Hamburg ‐ Erstmals seit seiner Rückkehr ins Amt hat sich der Hamburger Erzbischof Stefan Heße öffentlich Fragen von Kirchenmitgliedern gestellt. Beim Besuch in einer Gemeinde stieß er auf Dialogbereitschaft, aber auch auf Kritik.

  • Teilen:

Fünf Stühle stehen an diesem Abend in der Mitte des Raums einer katholischen Kirchengemeinde im Hamburger Osten. Auf einem nimmt Erzbischof Stefan Heße Platz, auf einem der Moderator. Die übrigen drei sind für Teilnehmer aus dem Publikum reserviert, die abwechselnd nach vorne kommen dürfen, um mit dem Bischof ins Gespräch zu kommen. Es ist ein ungewöhnliches Gesprächsformat in einer ungewöhnlichen Situation.

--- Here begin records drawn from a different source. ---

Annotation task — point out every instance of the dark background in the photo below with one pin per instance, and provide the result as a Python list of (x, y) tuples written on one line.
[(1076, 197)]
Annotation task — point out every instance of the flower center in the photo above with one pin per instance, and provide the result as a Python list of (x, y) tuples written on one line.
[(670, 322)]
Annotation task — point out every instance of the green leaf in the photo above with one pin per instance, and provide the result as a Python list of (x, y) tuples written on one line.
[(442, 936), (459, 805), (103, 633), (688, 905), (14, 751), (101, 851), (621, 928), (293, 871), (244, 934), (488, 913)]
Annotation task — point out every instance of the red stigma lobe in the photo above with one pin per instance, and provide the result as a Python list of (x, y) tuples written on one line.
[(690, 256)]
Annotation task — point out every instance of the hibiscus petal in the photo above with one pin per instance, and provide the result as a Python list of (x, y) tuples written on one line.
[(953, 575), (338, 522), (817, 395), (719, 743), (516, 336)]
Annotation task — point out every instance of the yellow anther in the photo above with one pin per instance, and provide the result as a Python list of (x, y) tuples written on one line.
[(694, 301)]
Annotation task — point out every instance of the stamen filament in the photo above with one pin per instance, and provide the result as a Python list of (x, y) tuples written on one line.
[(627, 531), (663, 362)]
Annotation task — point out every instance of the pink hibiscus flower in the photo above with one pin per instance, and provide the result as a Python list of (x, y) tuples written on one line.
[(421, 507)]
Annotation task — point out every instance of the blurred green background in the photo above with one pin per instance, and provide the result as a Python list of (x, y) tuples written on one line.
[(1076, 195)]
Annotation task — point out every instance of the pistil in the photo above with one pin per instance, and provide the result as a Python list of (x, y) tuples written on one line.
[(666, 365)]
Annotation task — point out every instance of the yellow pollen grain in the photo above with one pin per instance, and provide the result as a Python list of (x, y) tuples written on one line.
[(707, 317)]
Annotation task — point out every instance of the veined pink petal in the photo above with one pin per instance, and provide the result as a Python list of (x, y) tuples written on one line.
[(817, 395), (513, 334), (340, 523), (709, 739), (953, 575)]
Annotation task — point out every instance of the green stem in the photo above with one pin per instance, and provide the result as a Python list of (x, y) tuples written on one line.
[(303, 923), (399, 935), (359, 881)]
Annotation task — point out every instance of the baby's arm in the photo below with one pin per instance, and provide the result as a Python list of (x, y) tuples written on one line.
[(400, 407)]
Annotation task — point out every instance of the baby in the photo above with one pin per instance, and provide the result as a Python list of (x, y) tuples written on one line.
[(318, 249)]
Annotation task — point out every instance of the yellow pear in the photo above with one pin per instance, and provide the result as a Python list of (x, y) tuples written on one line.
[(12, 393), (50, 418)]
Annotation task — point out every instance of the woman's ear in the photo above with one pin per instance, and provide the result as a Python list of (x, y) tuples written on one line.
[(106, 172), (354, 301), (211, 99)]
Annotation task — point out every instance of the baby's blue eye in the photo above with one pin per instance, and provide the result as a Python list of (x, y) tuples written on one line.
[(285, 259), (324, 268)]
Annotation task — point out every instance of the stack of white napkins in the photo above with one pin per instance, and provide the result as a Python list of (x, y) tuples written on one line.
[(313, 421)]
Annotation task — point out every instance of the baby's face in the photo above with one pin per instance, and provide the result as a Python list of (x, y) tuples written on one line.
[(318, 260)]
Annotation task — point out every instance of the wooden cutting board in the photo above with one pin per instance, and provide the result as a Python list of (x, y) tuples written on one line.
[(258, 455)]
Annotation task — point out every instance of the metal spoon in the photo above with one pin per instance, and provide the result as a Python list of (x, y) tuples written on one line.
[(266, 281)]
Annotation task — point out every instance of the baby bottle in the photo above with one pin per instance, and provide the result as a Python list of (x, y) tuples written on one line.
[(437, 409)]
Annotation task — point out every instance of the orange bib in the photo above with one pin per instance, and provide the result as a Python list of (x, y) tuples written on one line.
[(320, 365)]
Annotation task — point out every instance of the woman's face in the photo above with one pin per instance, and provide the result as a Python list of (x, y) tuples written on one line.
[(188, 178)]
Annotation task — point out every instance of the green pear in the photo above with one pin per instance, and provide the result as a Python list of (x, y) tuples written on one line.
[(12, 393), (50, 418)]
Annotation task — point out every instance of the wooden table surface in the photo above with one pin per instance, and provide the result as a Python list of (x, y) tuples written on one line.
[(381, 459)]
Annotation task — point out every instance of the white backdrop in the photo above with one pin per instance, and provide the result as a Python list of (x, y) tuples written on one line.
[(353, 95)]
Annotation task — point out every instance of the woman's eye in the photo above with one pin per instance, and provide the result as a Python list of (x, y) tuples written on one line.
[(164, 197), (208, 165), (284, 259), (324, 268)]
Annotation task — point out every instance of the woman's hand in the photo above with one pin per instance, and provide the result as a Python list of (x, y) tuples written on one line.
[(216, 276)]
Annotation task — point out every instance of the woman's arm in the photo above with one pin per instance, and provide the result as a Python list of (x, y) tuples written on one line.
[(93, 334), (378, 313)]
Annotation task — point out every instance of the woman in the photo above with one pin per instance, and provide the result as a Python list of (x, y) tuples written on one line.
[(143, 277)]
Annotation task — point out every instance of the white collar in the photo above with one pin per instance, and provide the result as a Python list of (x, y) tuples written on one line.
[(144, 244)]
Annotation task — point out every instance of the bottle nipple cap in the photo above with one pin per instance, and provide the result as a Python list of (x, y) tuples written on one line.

Ein im März vergangenen Jahres veröffentlichtes Gutachten für das Erzbistum Köln wirft Heße elf Pflichtverletzungen im Umgang mit Missbrauchsfällen vor. Er war in der rheinischen Diözese Personalchef und Generalvikar, bevor er 2015 Erzbischof in Hamburg wurde. Nach der Vorstellung des Gutachtens hatte er dem Papst seinen Rücktritt angeboten, sich in eine Auszeit zurückgezogen und sich nach eigenem Bekunden auf eine neue Aufgabe eingestellt. Als Franziskus den Rücktritt im September für ihn überraschend ablehnte, nahm Heße seine Amtsgeschäfte wieder auf. Seither versucht er, das Vertrauen der norddeutschen Katholiken zurückzugewinnen.

Ohne Soutane und Brustkreuz

In den vergangenen Monaten sprach der 55-Jährige vor allem mit Gremien, Gruppen und Einzelnen. Am Donnerstagabend stellt er sich erstmals öffentlich den Fragen einfacher Kirchenmitglieder. Alle 30 Plätze im Saal der Gemeinde Heilig Geist in Hamburg-Farmsen sind besetzt, rund 80 Menschen verfolgen die Veranstaltung im Livestream. Der Erzbischof ist ohne Gewand und Brustkreuz gekommen und trägt einen schwarzen Anzug. Lediglich Bischofsring und Priesterkragen weisen ihn als Geistlichen aus.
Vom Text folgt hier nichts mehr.